Pleinement consciente de ma chance de pouvoir partir en formation, alors que nos éducateurs nationaux peinent à obtenir ce qui est à la fois un droit et un devoir, j'étais excitée comme une collégienne à la veille de son premier rendez-vous au cinéma avec un garçon (même boutonneux).

Prévoyante, j'avais rempli le frigo à ras bord (sait-on jamais qu'une guerre mondiale se déclare sous 48h et que ma descendance décide de se gaver de pâtes et biscuits bios pour se rassurer – les réflexes psychologiques maternels sont parfois fascinants d'incohérence), préparé moult plats à réchauffer (alors que même le plus jeune de mes enfants est assez débrouillard pour se préparer les plats de base ), lavé et rangé tout leur linge dans leurs armoires (sait-on jamais, la météo fort clémente annonçait de belles journée ensoleillées, mais prises de folie mes têtes multicolores auraient pu décider de porter en superposition tous leurs vêtements justement ces deux jours-là) et parfaitement nettoyé et rangé la maison avant de partir (tout en sachant que je ne manquerais pas d'être extrêmement exaspérée par le bazar que je trouverais à mon retour).

Bref ! Je partais l'esprit tranquille et les baskets aux pieds.

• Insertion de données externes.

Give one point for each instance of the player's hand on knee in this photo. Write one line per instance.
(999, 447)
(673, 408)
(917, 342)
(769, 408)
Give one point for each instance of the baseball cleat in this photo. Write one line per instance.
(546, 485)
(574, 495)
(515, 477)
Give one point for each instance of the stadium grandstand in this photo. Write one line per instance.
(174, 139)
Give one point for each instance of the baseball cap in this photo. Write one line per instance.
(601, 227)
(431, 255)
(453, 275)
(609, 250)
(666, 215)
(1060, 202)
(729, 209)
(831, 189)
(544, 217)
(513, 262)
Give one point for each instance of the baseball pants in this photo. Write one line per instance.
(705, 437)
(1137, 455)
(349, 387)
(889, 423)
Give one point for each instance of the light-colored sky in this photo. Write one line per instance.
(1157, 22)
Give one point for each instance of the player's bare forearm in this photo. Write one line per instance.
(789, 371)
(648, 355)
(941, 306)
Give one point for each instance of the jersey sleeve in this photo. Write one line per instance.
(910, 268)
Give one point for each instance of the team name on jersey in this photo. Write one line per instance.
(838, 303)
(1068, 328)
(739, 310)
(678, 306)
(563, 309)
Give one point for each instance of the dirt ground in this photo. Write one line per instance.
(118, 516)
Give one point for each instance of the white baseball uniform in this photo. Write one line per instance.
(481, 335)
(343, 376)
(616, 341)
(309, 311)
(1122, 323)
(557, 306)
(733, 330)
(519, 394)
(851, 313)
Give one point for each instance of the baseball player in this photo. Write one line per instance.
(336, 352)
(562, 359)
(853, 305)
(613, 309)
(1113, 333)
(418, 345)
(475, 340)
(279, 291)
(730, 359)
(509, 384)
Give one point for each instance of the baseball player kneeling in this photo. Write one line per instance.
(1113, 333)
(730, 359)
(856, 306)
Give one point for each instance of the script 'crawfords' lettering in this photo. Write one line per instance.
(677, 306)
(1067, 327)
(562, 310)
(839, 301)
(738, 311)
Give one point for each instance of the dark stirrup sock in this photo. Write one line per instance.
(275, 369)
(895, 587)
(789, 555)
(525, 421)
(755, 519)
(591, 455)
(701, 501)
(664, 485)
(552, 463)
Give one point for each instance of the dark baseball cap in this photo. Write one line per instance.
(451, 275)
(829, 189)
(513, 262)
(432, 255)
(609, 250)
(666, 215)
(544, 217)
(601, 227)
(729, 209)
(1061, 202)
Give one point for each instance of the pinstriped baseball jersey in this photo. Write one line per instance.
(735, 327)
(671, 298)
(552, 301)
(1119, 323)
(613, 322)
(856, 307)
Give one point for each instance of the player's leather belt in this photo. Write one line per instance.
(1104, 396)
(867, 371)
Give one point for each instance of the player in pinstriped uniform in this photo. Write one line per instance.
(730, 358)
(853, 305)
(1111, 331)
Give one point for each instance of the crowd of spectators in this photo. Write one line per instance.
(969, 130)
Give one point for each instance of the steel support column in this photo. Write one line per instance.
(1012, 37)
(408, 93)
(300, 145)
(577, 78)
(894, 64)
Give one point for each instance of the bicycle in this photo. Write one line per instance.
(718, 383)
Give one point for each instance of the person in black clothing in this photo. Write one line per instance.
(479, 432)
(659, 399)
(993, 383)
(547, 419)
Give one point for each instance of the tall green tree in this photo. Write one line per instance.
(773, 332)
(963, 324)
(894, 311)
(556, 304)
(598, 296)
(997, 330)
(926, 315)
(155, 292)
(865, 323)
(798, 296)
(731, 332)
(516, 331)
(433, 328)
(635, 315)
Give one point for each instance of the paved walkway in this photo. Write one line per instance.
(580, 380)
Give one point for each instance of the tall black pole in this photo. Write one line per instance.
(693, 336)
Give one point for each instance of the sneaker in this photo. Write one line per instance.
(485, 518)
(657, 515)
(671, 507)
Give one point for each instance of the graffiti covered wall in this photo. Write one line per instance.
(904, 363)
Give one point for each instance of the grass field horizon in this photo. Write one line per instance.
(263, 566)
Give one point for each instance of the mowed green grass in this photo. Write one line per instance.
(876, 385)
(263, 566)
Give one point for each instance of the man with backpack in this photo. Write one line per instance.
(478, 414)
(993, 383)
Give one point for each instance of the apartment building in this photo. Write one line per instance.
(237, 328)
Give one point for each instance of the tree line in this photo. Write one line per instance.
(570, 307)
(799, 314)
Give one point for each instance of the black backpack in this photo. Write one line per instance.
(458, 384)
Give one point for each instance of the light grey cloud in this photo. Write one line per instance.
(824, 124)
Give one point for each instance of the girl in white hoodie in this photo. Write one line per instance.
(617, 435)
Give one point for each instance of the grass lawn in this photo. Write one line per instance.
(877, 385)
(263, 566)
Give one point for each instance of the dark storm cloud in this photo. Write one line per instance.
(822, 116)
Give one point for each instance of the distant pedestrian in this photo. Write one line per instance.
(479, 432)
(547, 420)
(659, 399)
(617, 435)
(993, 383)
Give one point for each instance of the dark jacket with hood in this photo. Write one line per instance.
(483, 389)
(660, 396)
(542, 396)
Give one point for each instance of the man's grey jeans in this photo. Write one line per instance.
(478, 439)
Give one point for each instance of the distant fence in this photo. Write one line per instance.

J'aurais pu opter pour le style follement élégant de ces femmes qui semblent vouloir laisser aux autres voyageurs un souvenir impérissable en arborant une mise impeccable, l'air détaché et légèrement hautain de la voyageuse aguerrie, mais je suis moi hein ! Alors l'élégance folle je veux bien, mais pas quand j'ai décidé de remplacer mon très élégant sac de voyage (mais ô combien inconfortable porté sur l'épaule quand il est trop chargé) par un sac à dos décontracté et chic à la fois.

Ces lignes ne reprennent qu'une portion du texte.